Tiffany Aching is the one series I have yet to read. Need to get on that. And there are some stand-alones I never got around to. I binge-read almost all of Pratchett about five or six years ago. I stopped in the middle of Moving Pictures, I think because I was experiencing overload and it didn’t have any (or enough?) of the series characters to keep me going.
WaterGirl
@NotMax: I highly recommend that you go right away and pay for one of the couches and let them know you are arranging transportation. If they are like my Habitat store, they have a truck and may deliver.
debbie
I’m only about 70 pages into “Purity,” but it seems weaker than his earlier efforts.
Steeplejack
@gogol’s wife:
I sent my brother a Kindle link for the first Poldark novel. I am his go-to reference librarian, he loves historical fiction, and he was asking if there were books after seeing part of the TV series. No word yet on if he likes it (or has even started reading it).
debbie
@SarahT:
I agree. The lights should have been the memorial. The birds would have adapted.
Mustang Bobby
@Pie Happens (opiejeanne): I’d be happy to sell you copies of my scripts to add to your collection.

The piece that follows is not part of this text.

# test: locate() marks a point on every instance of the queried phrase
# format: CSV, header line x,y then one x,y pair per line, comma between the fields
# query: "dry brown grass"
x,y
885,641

(/shameless self promotion.)
shell
Love the traveling dog pix! The one, not Patsy, whos leaning into the front seat…cant decide if she wants to ride shot-gun or take a turn at the wheel.
gogol's wife
@Steeplejack:
It’s a ripping yarn. There are some beautiful landscape descriptions, but the plot is one damn thing after another.
gogol's wife
Did everyone already discuss the fact that Freddie de Boer has made it to the NYTimes Sunday magazine?
Steeplejack (phone)
@gogol’s wife:
About what I thought.
I keep suggesting the Charles Lenox mysteries, because the lifestyle is exactly what my brother dreams of, but so far no luck.
Steeplejack (phone)
@gogol’s wife:
Oh, Lord. On what subject?
Steeplejack (phone)
@gogol’s wife:
Might want to take it upstairs to the more active thread.
gogol's wife
@Steeplejack (phone):
Ok. It’s about the corporatization of the university. Looks really boring.
Pie Happens (opiejeanne)
@Mustang Bobby: Available on nook or Kindle? We’re trying not to bring any more real books into the house.
Cervantes
@gogol’s wife:
!
Matt McIrvin
@ultraviolet thunder: Equal Rites was, I think, the one where Pratchett first realized he had something on his hands that was bigger than just a parody of extruded fantasy product. If you liked that, you might want to jump ahead to the other Witches books.